Author : Neal H. Walls
Publisher : American Society of Overseas Research
Page : 250 pages
File Size : 14,85 MB
Release : 2001
Category : History
ISBN :
Annotation After a general discussion of methods and approaches, Walls explores the construction of desire in the Gilgamesh Epic; a Freudian analysis of Horus and Seth; and sex, power, and violence in Nergal and Ereshkigal. Annotation c. Book News, Inc., Portland, OR (booknews.com).
Author : Thomas Schatz
Publisher : McGraw-Hill Humanities/Social Sciences/Languages
Page : 324 pages
File Size : 14,10 MB
Release : 1981-02
Category : Language Arts & Disciplines
ISBN :
The central thesis of this book is that a genre approach provides the most effective means for understanding, analyzing and appreciating the Hollywood cinema. Taking into account not only the formal and aesthetic aspects of feature filmmaking, but various other cultural aspects as well, the genre approach treats movie production as a dynamic process of exchange between the film industry and its audience.
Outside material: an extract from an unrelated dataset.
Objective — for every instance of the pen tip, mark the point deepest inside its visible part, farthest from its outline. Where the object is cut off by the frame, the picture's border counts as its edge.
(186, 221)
This process, embodied by the Hollywood studio system, has been sustained primarily through genres, those popular narrative formulas like the Western, musical and gangster film, which have dominated the screen arts throughout this century.
Author : Werner Herzog
Publisher : Harper Collins
Page : 324 pages
File Size : 42,96 MB
Release : 2010-07-27
Category : Biography & Autobiography
ISBN : 0062016466
“Hypnotic….It is ever tempting to try to fathom his restless spirit and his determination to challenge fate.” —Janet Maslin, New York Times Werner Herzog (Grizzly Man) is one of the most revered and enigmatic filmmakers of our time, and Fitzcarraldo is one of his most honored and admired films. More than just Herzog’s journal of the making of the monumental, problematical motion picture, which involved, among other things, major cast changes and reshoots, and the hauling (without the use of special effects) of a 360-ton steamship over a mountain , Conquest of the Useless is a work of art unto itself, an Amazonian fever dream that emerged from the delirium of the jungle. With fascinating observations about crew and players—including Herzog’s lead, the somewhat demented internationally renowned star Klaus Kinski—and breathtaking insights into the filmmaking process that are uniquely Werner Herzog, Conquest of the Useless is an eye-opening look into the mind of a cinematic master.